Mithri stops walking.
Bryn can't blame her. Seeing Ithyris for the first time is an experience. The prince is tall and broad and the violet scales at his throat catch the amber light and his amethyst eyes are striking from across the room and the sheer physical presence of him, the density and the warmth and the contained power, fills the hall in a way that makes every other person in it feel as though they've been drawn slightly smaller. He is, objectively and by any standard of measurement available, the most beautiful man either of them has ever seen.

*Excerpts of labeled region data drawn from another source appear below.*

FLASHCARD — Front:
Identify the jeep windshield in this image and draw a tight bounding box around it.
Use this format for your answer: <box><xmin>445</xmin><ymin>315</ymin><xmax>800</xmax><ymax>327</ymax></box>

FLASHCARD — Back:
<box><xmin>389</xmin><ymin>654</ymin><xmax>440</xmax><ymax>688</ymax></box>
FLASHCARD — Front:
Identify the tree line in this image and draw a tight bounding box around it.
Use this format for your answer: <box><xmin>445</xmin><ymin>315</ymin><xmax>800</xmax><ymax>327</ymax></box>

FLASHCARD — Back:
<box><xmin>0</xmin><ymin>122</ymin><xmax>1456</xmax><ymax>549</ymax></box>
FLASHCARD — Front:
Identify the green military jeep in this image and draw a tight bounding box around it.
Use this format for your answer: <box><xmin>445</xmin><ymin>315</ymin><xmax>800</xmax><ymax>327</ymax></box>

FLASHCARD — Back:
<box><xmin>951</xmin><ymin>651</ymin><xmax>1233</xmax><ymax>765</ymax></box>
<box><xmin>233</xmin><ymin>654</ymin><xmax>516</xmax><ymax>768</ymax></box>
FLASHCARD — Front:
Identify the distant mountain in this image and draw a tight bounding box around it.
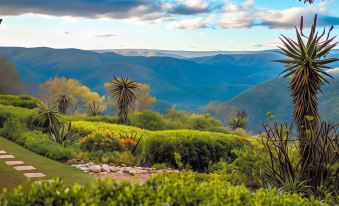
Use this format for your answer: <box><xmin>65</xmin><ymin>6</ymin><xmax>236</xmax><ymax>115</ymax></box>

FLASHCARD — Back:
<box><xmin>0</xmin><ymin>47</ymin><xmax>339</xmax><ymax>113</ymax></box>
<box><xmin>95</xmin><ymin>49</ymin><xmax>278</xmax><ymax>59</ymax></box>
<box><xmin>0</xmin><ymin>47</ymin><xmax>290</xmax><ymax>110</ymax></box>
<box><xmin>228</xmin><ymin>78</ymin><xmax>339</xmax><ymax>132</ymax></box>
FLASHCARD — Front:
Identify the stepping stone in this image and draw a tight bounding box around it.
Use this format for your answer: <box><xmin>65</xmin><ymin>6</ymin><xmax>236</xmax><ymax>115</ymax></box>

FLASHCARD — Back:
<box><xmin>14</xmin><ymin>166</ymin><xmax>36</xmax><ymax>171</ymax></box>
<box><xmin>5</xmin><ymin>161</ymin><xmax>24</xmax><ymax>165</ymax></box>
<box><xmin>24</xmin><ymin>172</ymin><xmax>46</xmax><ymax>178</ymax></box>
<box><xmin>0</xmin><ymin>155</ymin><xmax>15</xmax><ymax>159</ymax></box>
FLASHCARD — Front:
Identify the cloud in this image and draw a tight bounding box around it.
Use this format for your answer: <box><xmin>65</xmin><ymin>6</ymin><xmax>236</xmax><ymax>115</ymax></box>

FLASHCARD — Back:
<box><xmin>95</xmin><ymin>34</ymin><xmax>116</xmax><ymax>38</ymax></box>
<box><xmin>0</xmin><ymin>0</ymin><xmax>160</xmax><ymax>19</ymax></box>
<box><xmin>167</xmin><ymin>0</ymin><xmax>210</xmax><ymax>15</ymax></box>
<box><xmin>170</xmin><ymin>16</ymin><xmax>213</xmax><ymax>29</ymax></box>
<box><xmin>219</xmin><ymin>0</ymin><xmax>339</xmax><ymax>29</ymax></box>
<box><xmin>326</xmin><ymin>68</ymin><xmax>339</xmax><ymax>74</ymax></box>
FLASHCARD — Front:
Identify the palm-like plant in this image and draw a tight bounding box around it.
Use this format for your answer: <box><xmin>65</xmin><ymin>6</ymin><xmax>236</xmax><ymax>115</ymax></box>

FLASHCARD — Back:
<box><xmin>229</xmin><ymin>111</ymin><xmax>248</xmax><ymax>129</ymax></box>
<box><xmin>277</xmin><ymin>15</ymin><xmax>338</xmax><ymax>134</ymax></box>
<box><xmin>106</xmin><ymin>77</ymin><xmax>140</xmax><ymax>123</ymax></box>
<box><xmin>33</xmin><ymin>101</ymin><xmax>61</xmax><ymax>129</ymax></box>
<box><xmin>56</xmin><ymin>95</ymin><xmax>73</xmax><ymax>114</ymax></box>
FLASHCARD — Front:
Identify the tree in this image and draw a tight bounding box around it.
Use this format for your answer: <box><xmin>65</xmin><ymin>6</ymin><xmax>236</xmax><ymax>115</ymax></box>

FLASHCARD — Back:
<box><xmin>105</xmin><ymin>77</ymin><xmax>140</xmax><ymax>123</ymax></box>
<box><xmin>0</xmin><ymin>57</ymin><xmax>20</xmax><ymax>94</ymax></box>
<box><xmin>134</xmin><ymin>84</ymin><xmax>157</xmax><ymax>112</ymax></box>
<box><xmin>277</xmin><ymin>15</ymin><xmax>338</xmax><ymax>138</ymax></box>
<box><xmin>40</xmin><ymin>77</ymin><xmax>105</xmax><ymax>114</ymax></box>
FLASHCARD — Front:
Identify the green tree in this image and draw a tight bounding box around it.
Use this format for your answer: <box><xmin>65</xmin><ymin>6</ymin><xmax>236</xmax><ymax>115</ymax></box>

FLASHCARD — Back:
<box><xmin>105</xmin><ymin>77</ymin><xmax>140</xmax><ymax>123</ymax></box>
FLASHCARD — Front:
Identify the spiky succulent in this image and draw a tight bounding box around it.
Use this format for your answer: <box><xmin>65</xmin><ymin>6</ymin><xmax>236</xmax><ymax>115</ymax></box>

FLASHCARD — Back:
<box><xmin>277</xmin><ymin>15</ymin><xmax>338</xmax><ymax>127</ymax></box>
<box><xmin>106</xmin><ymin>77</ymin><xmax>140</xmax><ymax>123</ymax></box>
<box><xmin>56</xmin><ymin>95</ymin><xmax>73</xmax><ymax>114</ymax></box>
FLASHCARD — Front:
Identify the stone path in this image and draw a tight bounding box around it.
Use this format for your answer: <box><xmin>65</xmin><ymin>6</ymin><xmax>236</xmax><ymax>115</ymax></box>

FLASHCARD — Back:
<box><xmin>69</xmin><ymin>162</ymin><xmax>179</xmax><ymax>184</ymax></box>
<box><xmin>0</xmin><ymin>150</ymin><xmax>46</xmax><ymax>178</ymax></box>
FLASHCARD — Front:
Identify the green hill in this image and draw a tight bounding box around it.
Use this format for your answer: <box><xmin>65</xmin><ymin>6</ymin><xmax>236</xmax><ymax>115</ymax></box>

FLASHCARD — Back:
<box><xmin>228</xmin><ymin>79</ymin><xmax>339</xmax><ymax>132</ymax></box>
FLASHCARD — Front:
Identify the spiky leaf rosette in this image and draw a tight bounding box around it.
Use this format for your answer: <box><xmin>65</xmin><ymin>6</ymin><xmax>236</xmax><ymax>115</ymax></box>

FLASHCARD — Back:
<box><xmin>107</xmin><ymin>77</ymin><xmax>140</xmax><ymax>123</ymax></box>
<box><xmin>277</xmin><ymin>15</ymin><xmax>338</xmax><ymax>127</ymax></box>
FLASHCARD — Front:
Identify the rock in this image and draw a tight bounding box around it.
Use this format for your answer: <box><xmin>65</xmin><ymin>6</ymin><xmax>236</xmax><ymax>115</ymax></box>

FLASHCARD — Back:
<box><xmin>101</xmin><ymin>164</ymin><xmax>110</xmax><ymax>172</ymax></box>
<box><xmin>129</xmin><ymin>170</ymin><xmax>140</xmax><ymax>175</ymax></box>
<box><xmin>109</xmin><ymin>166</ymin><xmax>120</xmax><ymax>172</ymax></box>
<box><xmin>89</xmin><ymin>165</ymin><xmax>101</xmax><ymax>173</ymax></box>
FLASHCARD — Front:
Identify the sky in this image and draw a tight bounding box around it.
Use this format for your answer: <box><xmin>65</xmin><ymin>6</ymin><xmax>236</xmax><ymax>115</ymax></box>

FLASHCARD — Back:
<box><xmin>0</xmin><ymin>0</ymin><xmax>339</xmax><ymax>51</ymax></box>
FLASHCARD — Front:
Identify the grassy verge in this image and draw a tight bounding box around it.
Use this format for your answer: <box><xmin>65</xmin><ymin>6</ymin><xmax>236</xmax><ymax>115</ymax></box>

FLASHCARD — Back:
<box><xmin>0</xmin><ymin>137</ymin><xmax>96</xmax><ymax>189</ymax></box>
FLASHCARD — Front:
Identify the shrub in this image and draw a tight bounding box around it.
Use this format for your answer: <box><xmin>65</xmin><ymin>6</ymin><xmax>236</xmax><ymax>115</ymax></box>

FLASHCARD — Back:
<box><xmin>0</xmin><ymin>94</ymin><xmax>37</xmax><ymax>109</ymax></box>
<box><xmin>0</xmin><ymin>172</ymin><xmax>323</xmax><ymax>206</ymax></box>
<box><xmin>141</xmin><ymin>130</ymin><xmax>243</xmax><ymax>170</ymax></box>
<box><xmin>0</xmin><ymin>105</ymin><xmax>75</xmax><ymax>160</ymax></box>
<box><xmin>128</xmin><ymin>110</ymin><xmax>167</xmax><ymax>130</ymax></box>
<box><xmin>80</xmin><ymin>134</ymin><xmax>124</xmax><ymax>152</ymax></box>
<box><xmin>49</xmin><ymin>122</ymin><xmax>79</xmax><ymax>147</ymax></box>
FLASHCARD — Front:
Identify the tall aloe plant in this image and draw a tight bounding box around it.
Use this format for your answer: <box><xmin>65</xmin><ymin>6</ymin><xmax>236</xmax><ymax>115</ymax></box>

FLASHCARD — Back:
<box><xmin>276</xmin><ymin>15</ymin><xmax>338</xmax><ymax>134</ymax></box>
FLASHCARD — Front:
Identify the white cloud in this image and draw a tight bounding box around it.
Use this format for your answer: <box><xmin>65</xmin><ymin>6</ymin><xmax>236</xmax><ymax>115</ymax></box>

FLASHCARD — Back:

"Oh," Mithri says quietly.
"Don't," Bryn mutters.
"I'm just saying. Oh."
Ithyris approaches. His gaze moves to Mithri first, a brief assessment, polite and warm, and he bows with a formality that surprises Bryn because the prince's usual mode of interaction with the world is considerably less ceremonial, usually involving bare feet.
"Princess Mithri. Welcome to the Sovereignty. I hope your journey was not too arduous."
"It was terrible, actually," Mithri says, because she is Bryn's twin and incapable of dishonesty when directness is available and there's no reason to choose diplomacy over accuracy. "The roads are dreadful and I was saddle-sore for three days and the last inn smelled of goats."
Ithyris blinks. Then, to his credit, he smiles, and it's a genuine smile, not the polished diplomatic version. "I'll have the steward arrange more comfortable quarters for you. And I'll see about the roads."
"Thank you." Mithri studies him with the same clinical attention she applies to her embroidery, the careful, assessing gaze of someone who is evaluating quality and craftsmanship and will not be satisfied with anything less than excellent. "So you're the one who's been biting my brother."
Bryn closes his eyes. He considers the feasibility of the volcanic floor opening and swallowing him whole. He calculates the odds and finds them disappointingly low.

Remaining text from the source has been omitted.